Hydrogen: it's coming, but not everywhere

Fuel-cell vehicles are scarce. So were electric cars a decade ago. In the meantime,charging infrastructure for battery-electric vehicles has grown tremendously. Will the same be true for hydrogen filling stations?

H2Stations.org (powered by Ludwig-Bölkow Systemtechnik GmbH) has developed an interactive map showing where in the world you can find hydrogen stations for public use. A green flag indicates an operational station, a yellow flag a station that will open soon.

Germany and Denmark lead the way

If you look at the current concentration of H2 stations, it's mostly the Western part of Germany that looks green, plus the area around Frankfurt, Stuttgart and München. That is no concidence: Hyundai, Daimler and BMW are headquartered in these cities.

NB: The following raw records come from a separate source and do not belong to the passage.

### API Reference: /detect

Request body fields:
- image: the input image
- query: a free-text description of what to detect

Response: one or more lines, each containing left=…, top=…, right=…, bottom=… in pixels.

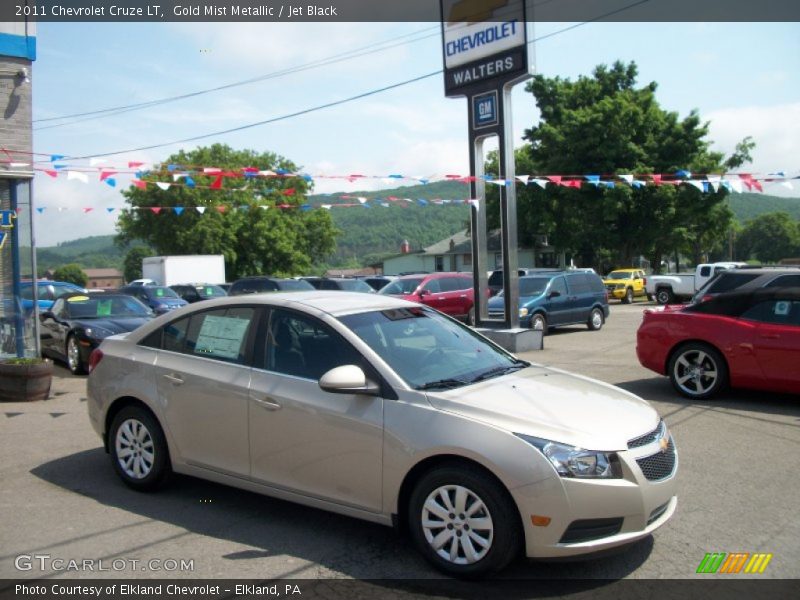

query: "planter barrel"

left=0, top=360, right=53, bottom=402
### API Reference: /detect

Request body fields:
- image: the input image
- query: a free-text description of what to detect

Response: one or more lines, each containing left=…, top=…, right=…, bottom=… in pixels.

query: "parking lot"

left=0, top=302, right=800, bottom=579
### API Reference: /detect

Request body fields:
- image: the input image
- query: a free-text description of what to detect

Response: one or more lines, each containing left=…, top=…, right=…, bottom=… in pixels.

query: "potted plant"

left=0, top=358, right=53, bottom=402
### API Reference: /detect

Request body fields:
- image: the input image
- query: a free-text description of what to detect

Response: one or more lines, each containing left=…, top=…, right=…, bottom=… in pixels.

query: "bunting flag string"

left=0, top=148, right=800, bottom=196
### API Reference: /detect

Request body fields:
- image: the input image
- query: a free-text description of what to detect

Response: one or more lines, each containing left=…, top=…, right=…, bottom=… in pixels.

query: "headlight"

left=516, top=433, right=622, bottom=479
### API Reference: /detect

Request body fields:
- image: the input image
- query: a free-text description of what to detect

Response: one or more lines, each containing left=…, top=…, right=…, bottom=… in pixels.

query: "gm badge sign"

left=440, top=0, right=528, bottom=97
left=472, top=90, right=500, bottom=129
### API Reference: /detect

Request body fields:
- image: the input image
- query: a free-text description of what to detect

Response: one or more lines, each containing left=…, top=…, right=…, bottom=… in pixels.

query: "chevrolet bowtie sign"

left=440, top=0, right=528, bottom=96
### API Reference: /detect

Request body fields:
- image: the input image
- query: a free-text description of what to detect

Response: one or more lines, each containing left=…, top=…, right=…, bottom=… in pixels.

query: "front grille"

left=628, top=420, right=665, bottom=450
left=647, top=502, right=669, bottom=525
left=559, top=517, right=623, bottom=544
left=636, top=438, right=675, bottom=481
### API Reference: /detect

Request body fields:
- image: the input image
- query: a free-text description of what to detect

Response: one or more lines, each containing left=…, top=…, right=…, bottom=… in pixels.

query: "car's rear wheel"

left=669, top=342, right=728, bottom=400
left=531, top=313, right=547, bottom=335
left=586, top=308, right=604, bottom=331
left=109, top=406, right=172, bottom=491
left=622, top=288, right=633, bottom=304
left=656, top=288, right=675, bottom=306
left=409, top=464, right=522, bottom=577
left=66, top=334, right=87, bottom=375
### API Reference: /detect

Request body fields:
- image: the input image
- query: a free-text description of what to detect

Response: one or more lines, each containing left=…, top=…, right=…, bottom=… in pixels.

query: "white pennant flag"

left=533, top=177, right=547, bottom=189
left=67, top=171, right=89, bottom=183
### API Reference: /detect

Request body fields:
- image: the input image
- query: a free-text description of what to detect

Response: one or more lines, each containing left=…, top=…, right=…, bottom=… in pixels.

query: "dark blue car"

left=489, top=271, right=609, bottom=333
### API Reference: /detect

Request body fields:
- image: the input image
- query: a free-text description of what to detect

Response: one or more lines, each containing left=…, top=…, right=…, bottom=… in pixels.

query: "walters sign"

left=440, top=0, right=528, bottom=97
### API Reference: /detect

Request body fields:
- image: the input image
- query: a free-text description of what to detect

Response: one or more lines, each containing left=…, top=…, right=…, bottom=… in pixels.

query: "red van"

left=378, top=273, right=475, bottom=325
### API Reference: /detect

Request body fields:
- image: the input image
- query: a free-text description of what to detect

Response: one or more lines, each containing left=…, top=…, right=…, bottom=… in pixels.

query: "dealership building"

left=0, top=22, right=39, bottom=359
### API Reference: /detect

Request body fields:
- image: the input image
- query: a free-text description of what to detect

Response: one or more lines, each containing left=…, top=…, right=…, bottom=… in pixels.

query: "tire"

left=408, top=464, right=523, bottom=578
left=65, top=334, right=89, bottom=375
left=668, top=342, right=728, bottom=400
left=531, top=313, right=547, bottom=335
left=656, top=288, right=675, bottom=306
left=108, top=406, right=172, bottom=492
left=586, top=308, right=605, bottom=331
left=622, top=288, right=633, bottom=304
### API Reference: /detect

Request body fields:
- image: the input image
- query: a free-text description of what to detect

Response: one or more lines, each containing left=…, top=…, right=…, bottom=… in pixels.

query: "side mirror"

left=319, top=365, right=381, bottom=396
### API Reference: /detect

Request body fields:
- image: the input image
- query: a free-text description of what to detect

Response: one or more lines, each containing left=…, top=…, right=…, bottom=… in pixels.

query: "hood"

left=428, top=366, right=659, bottom=451
left=77, top=317, right=151, bottom=339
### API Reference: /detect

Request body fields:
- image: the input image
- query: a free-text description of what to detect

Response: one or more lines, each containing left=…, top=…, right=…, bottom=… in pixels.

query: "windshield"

left=340, top=307, right=528, bottom=389
left=144, top=285, right=181, bottom=300
left=66, top=296, right=151, bottom=319
left=380, top=277, right=422, bottom=296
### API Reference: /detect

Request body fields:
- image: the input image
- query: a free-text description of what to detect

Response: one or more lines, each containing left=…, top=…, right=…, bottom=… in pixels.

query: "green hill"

left=37, top=181, right=800, bottom=273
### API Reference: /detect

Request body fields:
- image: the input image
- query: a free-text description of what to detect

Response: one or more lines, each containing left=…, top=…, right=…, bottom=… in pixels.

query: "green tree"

left=122, top=245, right=156, bottom=281
left=736, top=212, right=800, bottom=263
left=53, top=263, right=89, bottom=287
left=117, top=144, right=338, bottom=279
left=490, top=61, right=753, bottom=270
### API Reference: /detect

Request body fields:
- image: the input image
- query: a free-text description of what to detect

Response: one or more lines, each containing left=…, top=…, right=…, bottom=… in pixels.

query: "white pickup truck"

left=644, top=262, right=747, bottom=304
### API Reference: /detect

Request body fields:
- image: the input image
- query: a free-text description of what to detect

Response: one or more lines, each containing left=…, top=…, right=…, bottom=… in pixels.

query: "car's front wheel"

left=109, top=406, right=172, bottom=491
left=409, top=464, right=522, bottom=577
left=669, top=342, right=728, bottom=400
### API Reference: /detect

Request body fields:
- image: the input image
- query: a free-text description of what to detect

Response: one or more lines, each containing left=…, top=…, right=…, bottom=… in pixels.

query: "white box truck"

left=142, top=254, right=225, bottom=285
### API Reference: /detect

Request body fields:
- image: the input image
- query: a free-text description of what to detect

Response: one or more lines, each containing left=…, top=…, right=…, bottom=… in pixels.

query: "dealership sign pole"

left=439, top=0, right=530, bottom=329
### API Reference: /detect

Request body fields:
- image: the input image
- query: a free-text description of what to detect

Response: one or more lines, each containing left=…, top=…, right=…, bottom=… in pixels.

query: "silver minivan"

left=88, top=291, right=678, bottom=577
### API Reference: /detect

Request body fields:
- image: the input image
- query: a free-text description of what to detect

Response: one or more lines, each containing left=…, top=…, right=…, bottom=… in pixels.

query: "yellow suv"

left=603, top=269, right=650, bottom=304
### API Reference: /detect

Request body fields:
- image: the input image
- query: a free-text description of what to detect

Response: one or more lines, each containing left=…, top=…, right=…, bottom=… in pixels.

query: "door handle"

left=253, top=396, right=281, bottom=410
left=163, top=373, right=183, bottom=385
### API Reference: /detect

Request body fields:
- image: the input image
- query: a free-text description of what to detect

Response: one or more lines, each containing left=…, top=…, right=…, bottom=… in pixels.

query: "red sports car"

left=636, top=287, right=800, bottom=400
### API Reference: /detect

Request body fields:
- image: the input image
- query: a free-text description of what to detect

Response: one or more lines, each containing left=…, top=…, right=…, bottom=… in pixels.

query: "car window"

left=381, top=277, right=422, bottom=296
left=706, top=273, right=758, bottom=294
left=550, top=277, right=567, bottom=296
left=741, top=300, right=800, bottom=327
left=184, top=307, right=255, bottom=364
left=765, top=274, right=800, bottom=287
left=422, top=279, right=443, bottom=294
left=262, top=309, right=366, bottom=380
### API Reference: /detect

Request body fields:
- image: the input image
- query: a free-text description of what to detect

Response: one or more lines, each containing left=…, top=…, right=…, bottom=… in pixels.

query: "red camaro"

left=636, top=288, right=800, bottom=399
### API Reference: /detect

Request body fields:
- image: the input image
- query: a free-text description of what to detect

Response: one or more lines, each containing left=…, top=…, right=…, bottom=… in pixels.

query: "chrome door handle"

left=253, top=396, right=281, bottom=410
left=163, top=373, right=184, bottom=385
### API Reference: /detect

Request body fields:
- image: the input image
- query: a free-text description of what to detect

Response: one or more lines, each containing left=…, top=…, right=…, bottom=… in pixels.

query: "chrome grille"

left=628, top=420, right=665, bottom=450
left=636, top=438, right=675, bottom=481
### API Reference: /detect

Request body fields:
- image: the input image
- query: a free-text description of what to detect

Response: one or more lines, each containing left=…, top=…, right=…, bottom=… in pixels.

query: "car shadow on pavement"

left=31, top=448, right=653, bottom=592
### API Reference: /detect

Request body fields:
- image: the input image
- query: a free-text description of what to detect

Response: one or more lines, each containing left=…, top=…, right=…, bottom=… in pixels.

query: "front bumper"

left=511, top=432, right=678, bottom=558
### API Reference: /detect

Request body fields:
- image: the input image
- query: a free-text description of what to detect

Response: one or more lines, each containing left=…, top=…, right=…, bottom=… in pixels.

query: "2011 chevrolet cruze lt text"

left=88, top=292, right=678, bottom=577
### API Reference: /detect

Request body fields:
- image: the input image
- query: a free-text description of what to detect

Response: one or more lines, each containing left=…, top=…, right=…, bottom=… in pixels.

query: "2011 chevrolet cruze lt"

left=88, top=292, right=678, bottom=576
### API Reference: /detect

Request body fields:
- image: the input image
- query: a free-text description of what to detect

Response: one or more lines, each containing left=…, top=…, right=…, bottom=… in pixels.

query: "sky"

left=32, top=18, right=800, bottom=247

If you switch on the yellow flags, it becomes clear that the area Cologne-Bonn-Düsseldorf-Duisburg will be served next, as well as Eastern Germany.

Except for Denmark, the Scandinavian countries seem less interested in H2. Especially Sweden is "hydrogen-free" today. The fact that Volvo has no immediate plans in developing fuel cells might have something to do with it. 

The same goes for Italy and Spain, for that matter. FCA is not betting big on hydrogen, and neither is SEAT. Looking at the heart of Europe -  France, Belgium, the Netherlands - there is not much hydrogen activity going on either. The UK seems to focus on London alone for now.